Innocent XI. (Benedetto Odescalchi), pope from 1676 to 1689, was born at Como on the 16th of May 1611. He studied law in Rome and Naples, entered the Curia under Urban VIII. (his alleged military service seems to be questionable), and became successively protonotary, president of the Apostolic Chamber, governor of Macerate and commissary of Ancona. Innocent X. made him a cardinal (1647), legate to Ferrara, and, in 1650, bishop of Novara. His simple and blameless life, his conscientious discharge of duty, and his devotion to the needs of the poor had won for him such a name that, despite the opposition of France, he was chosen to succeed Clement X. on the 21st of September 1676. He at once applied himself to moral and administrative reform; declared against nepotism, introduced economy, abolished sinecures, wiped out the deficit (at the same time reducing rents), closed the gaming-houses, and issued a number of sumptuary ordinances. He held monks strictly to the performance of their vows; took care to satisfy himself of the fitness of candidates for bishoprics; enjoined regular catechetical instruction, greater simplicity in preaching, and greater reverence in worship. The moral teaching of the Jesuits incurred his condemnation (1679) (see Liguori), an act which the society never forgave, and which it partially revenged by forcing, through the Inquisition, the condemnation of the quietistic doctrines of Molinos (1687), for which Innocent entertained some sympathy (see Molinos).
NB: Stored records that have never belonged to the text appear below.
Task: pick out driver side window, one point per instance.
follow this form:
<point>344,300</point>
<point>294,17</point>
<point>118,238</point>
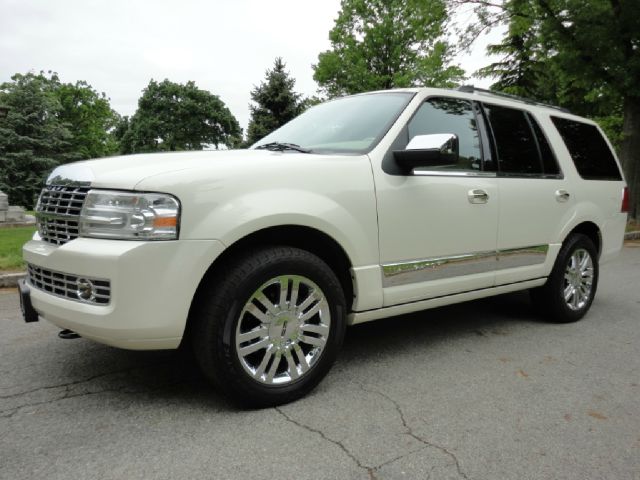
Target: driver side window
<point>450,115</point>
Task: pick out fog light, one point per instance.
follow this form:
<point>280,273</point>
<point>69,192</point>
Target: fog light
<point>85,290</point>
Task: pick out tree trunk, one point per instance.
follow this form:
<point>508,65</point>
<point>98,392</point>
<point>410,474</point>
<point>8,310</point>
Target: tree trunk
<point>630,153</point>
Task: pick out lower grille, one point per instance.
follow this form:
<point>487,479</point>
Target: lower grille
<point>73,287</point>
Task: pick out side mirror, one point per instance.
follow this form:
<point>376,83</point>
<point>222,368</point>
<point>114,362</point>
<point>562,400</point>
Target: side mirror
<point>434,150</point>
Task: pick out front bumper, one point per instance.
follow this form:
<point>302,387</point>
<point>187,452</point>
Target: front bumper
<point>152,286</point>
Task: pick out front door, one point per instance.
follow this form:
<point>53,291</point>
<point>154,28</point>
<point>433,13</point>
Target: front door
<point>437,226</point>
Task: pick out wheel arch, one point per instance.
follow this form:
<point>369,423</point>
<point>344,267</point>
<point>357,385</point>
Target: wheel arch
<point>590,230</point>
<point>305,238</point>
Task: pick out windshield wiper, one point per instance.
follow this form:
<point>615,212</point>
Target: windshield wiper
<point>281,147</point>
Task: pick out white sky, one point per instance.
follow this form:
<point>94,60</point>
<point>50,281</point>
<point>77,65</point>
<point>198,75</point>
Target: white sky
<point>225,46</point>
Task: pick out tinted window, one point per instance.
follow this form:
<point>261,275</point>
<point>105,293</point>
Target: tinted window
<point>549,162</point>
<point>590,153</point>
<point>516,146</point>
<point>448,115</point>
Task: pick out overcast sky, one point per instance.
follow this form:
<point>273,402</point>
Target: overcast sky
<point>225,46</point>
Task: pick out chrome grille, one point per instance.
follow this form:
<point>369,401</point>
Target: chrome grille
<point>58,212</point>
<point>66,285</point>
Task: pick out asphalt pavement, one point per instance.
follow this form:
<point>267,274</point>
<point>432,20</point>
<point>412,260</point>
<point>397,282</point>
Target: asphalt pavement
<point>483,390</point>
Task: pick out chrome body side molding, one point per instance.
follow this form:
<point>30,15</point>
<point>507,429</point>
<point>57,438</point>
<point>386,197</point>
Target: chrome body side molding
<point>521,257</point>
<point>402,309</point>
<point>415,271</point>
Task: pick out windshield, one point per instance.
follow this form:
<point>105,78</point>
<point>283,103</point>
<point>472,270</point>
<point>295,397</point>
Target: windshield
<point>347,125</point>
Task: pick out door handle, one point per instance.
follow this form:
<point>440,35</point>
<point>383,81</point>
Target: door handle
<point>477,196</point>
<point>562,196</point>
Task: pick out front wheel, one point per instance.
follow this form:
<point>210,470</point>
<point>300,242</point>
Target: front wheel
<point>571,287</point>
<point>269,326</point>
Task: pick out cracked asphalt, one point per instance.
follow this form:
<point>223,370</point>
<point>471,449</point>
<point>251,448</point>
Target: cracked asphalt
<point>483,390</point>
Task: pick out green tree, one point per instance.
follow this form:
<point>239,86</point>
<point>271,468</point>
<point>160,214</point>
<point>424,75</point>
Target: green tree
<point>581,55</point>
<point>381,44</point>
<point>33,138</point>
<point>90,119</point>
<point>173,116</point>
<point>275,103</point>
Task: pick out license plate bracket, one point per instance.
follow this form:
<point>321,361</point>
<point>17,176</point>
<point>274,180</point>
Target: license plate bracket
<point>29,313</point>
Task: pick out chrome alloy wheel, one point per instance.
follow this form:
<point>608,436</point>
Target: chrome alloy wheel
<point>283,329</point>
<point>578,279</point>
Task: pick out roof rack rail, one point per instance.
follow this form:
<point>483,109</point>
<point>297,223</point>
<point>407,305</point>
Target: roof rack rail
<point>472,89</point>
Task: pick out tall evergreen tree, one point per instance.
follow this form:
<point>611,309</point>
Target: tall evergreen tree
<point>33,139</point>
<point>582,55</point>
<point>381,44</point>
<point>275,103</point>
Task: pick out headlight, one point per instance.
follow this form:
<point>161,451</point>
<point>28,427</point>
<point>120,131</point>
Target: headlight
<point>130,216</point>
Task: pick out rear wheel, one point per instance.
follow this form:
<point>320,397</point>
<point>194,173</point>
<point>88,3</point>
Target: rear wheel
<point>571,287</point>
<point>269,326</point>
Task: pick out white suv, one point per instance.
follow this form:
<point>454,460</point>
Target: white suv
<point>361,208</point>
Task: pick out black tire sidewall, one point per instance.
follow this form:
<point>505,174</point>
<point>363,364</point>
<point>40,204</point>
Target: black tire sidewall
<point>267,264</point>
<point>555,288</point>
The pontificate of Innocent fell within an important period in European politics, and he himself played no insignificant role. His protest against Louis XIV.’s extended claim to regalian rights called forth the famous Declaration of Gallican Liberties by a subservient French synod under the lead of Bossuet (1682), which the pope met by refusing to confirm Louis’s clerical appointments. His determination to restrict the ambassadorial right of asylum, which had been grossly abused, was resented by Louis, who defied him in his own capital, seized the papal territory of Avignon, and talked loudly of a schism, without, however, shaking the pope in his resolution. The preponderance of France Innocent regarded as a menace to Europe. He opposed Louis’s candidate for the electorate of Cologne (1688), approved the League of Augsburg, acquiesced in the designs of the Protestant William of Orange, even in his supplanting James II., whom, although a Roman Catholic, he distrusted as a tool of Louis. The great object of Innocent’s desire was the repulse of the Turks, and his unwearying efforts to that end entitled him to share in the glory of relieving Vienna (1683).
Innocent died on the 12th of August 1689, lamented by his subjects. His character and life were such as to suggest the propriety of canonization, but hostile influences have defeated every move in that direction.
The life of Innocent has been frequently written. See Guarnacci, Vitae et res gestae Pontiff. Rom. (Rome, 1751), i. 105 sqq.; Palazzi, Gesta Pontiff. Rom. (Venice, 1690); also the lives by Albrizzi (Rome, 1695); Buonamici (Rome, 1776); and Immich (Berlin, 1900). Particular phases of Innocent’s activity have been treated by Michaud, Louis XIV. et Innoc.XI. (Paris, 1882 sqq., 4 vols.) ; Dubruel, La Correspond. . . . du Card. Carlo Pio, &c. (see Rev. des quest, hist. Ixxv. (1904) 602 sqq.); and Gerin, in Rev. des quest. hist., 1876, 1878, 1886. For correspondence of Innocent see Colombo, Notizie biogr. e lettere di P. Innoc. XI. (Turin, 1878); and Berthier, Innoc. PP. XI. Epp. ad Principes (Rome, 1890 sqq.). An extended bibliography may be found in Herzog-Hauck, Realencyklopädie, s.v. “Innocenz XI.”